Aller au contenu principal

Les trente inglorieuses

13 juin 2022

trente inglorieusesDans ce recueil de textes parus entre 1991 et 2021 intitulé Les trente inglorieuses, le philosophe français Jacques Rancière nous parle du retournement des 30 dernières années «à travers les campagnes de la pax americana, de l’invasion de l’Irak à celle du Capitole, et la progression continue chez nous [en France] d’un racisme d’en-haut qui a su enrôler à son service les progressismes désenchantés». Ces textes «s’attachent aussi à suivre la dynamique des mouvements qui n’ont cessé d’affirmer, contre la logique mortifère du consensus, la puissance des égaux assemblés et leur capacité d’inventer d’autres formes de monde».

Avant-propos : En 1991, Francis Fukuyama annonçait «le règne mondial de la démocratie libérale» dans son livre La fin de l’histoire et le dernier Homme.
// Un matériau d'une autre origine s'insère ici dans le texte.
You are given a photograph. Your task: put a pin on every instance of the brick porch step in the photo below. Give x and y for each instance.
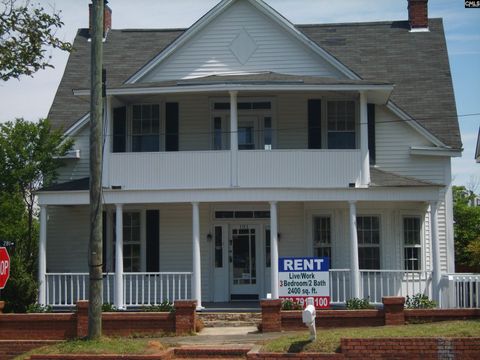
(211, 352)
(227, 319)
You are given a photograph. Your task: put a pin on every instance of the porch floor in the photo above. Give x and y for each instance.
(232, 306)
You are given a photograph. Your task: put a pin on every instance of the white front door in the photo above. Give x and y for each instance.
(244, 262)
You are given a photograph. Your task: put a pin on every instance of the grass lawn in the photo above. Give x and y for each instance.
(328, 340)
(138, 346)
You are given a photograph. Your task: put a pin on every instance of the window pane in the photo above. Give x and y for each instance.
(218, 247)
(412, 258)
(369, 258)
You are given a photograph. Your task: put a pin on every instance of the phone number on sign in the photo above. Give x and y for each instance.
(321, 302)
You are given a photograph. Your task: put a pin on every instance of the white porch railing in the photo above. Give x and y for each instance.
(374, 284)
(460, 291)
(65, 289)
(154, 288)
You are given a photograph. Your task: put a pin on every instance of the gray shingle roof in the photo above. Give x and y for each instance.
(417, 63)
(381, 178)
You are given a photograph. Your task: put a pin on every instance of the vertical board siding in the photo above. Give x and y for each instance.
(67, 238)
(74, 169)
(208, 52)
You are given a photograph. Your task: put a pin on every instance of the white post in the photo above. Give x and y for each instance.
(119, 258)
(436, 270)
(365, 178)
(42, 257)
(234, 138)
(274, 249)
(354, 267)
(196, 266)
(108, 140)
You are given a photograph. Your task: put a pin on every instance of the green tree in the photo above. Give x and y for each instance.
(467, 229)
(29, 155)
(27, 30)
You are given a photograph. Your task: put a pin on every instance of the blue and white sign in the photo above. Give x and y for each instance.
(300, 278)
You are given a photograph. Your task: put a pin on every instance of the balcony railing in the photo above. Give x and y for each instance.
(254, 169)
(461, 291)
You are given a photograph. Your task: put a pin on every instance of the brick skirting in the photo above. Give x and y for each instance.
(393, 313)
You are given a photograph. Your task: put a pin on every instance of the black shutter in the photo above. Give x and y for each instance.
(171, 126)
(153, 240)
(104, 241)
(371, 133)
(314, 124)
(119, 129)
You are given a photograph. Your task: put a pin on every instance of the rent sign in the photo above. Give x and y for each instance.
(300, 278)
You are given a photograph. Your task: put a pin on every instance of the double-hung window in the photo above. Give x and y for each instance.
(145, 128)
(322, 237)
(412, 243)
(131, 242)
(341, 124)
(368, 232)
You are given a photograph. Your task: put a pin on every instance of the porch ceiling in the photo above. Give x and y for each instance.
(378, 92)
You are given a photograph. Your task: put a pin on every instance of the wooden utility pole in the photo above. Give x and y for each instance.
(96, 155)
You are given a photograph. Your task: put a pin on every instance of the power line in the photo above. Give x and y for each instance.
(298, 128)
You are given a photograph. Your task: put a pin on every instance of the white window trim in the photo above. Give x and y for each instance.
(381, 234)
(324, 124)
(260, 113)
(128, 144)
(406, 214)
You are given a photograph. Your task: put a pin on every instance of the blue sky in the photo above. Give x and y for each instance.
(32, 97)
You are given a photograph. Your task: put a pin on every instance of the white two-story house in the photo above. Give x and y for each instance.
(245, 138)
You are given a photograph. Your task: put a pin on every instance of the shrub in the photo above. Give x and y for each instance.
(109, 307)
(291, 305)
(419, 301)
(358, 304)
(162, 307)
(37, 308)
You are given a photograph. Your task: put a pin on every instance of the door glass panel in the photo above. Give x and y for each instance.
(243, 247)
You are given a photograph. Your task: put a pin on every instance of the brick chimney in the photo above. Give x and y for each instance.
(107, 18)
(418, 14)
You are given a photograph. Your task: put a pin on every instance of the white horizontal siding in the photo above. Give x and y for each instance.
(68, 229)
(298, 168)
(208, 52)
(393, 140)
(176, 242)
(74, 169)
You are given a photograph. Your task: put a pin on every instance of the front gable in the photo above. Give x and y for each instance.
(241, 39)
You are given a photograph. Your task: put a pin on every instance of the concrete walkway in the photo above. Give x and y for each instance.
(226, 336)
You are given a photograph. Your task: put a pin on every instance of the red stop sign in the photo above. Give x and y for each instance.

Il avait tout faux, comme le montrent les nombreux exemples présentés par l’auteur qui s’illustrent dans le «renforcement du sentiment identitaire, de l’État sécuritaire et de l’autorité absolue des expert.es».

Première partie – Le racisme d’en haut

  • L’immigré et la loi du consensus (1993) porte sur trois lois adoptées en 1993 sans grandes objections d’une part importante de la gauche, lois qui ont limité les droits des immigrant.es en France et leur ont créé de nouvelles obligations.
  • Les raisins sont trop verts (1995) est une réponse de l’auteur à un texte d’opinion appuyant une loi contenant des mesures d’austérité, notamment pour le droit aux retraites, et dénonçant les manifestations tenues pour la contester.
  • Sept règles pour aider à la diffusion des idées racistes en France (1996) est une réaction sarcastique à des campagnes de dénonciation organisées par le Front national.
  • La loi et son fantôme (1997) réagit à une loi sur le contrôle des immigrant.es clandestin.es.
  • L’État et la canicule (2003) porte sur l’adoption d’une loi resserrant le droit aux retraites juste après une canicule qui a causé de nombreux décès, surtout chez les personnes âgées.
  • À propos du voile islamique : un universel peut en cacher un autre (2003) s’oppose à une loi limitant le port de signes religieux dans les écoles, collèges et lycées publics.
  • Modeste proposition pour le bien des victimes (2010) réplique de façon sarcastique à une loi interdisant de dissimuler son visage sur la place publique.
  • Racisme, une passion d’en-haut (2010) porte sur des «expulsions de camps de Roms».
  • L’introuvable populisme (2011) montre que le concept de populisme est un fourre-tout bien utile pour dessiner une image négative d’un certain peuple, qui serait entre autres raciste, et pour adopter des mesures discriminatoires qui calmeraient le racisme de ce certain peuple.
  • À propos de la liberté d’expression (2020) commente les réactions à l’assassinat d’un enseignant par un terroriste islamiste et présente la perception de l’auteur du contexte général dans lequel cet événement est survenu.
  • La haine de l’égalité (2021) rapporte un entretien de l’auteur avec Selim Derkaoui sur le concept de l’égalité des intelligences et de la haine de la démocratie par les classes dirigeantes qui refusent de reconnaître l’égalité des intelligences.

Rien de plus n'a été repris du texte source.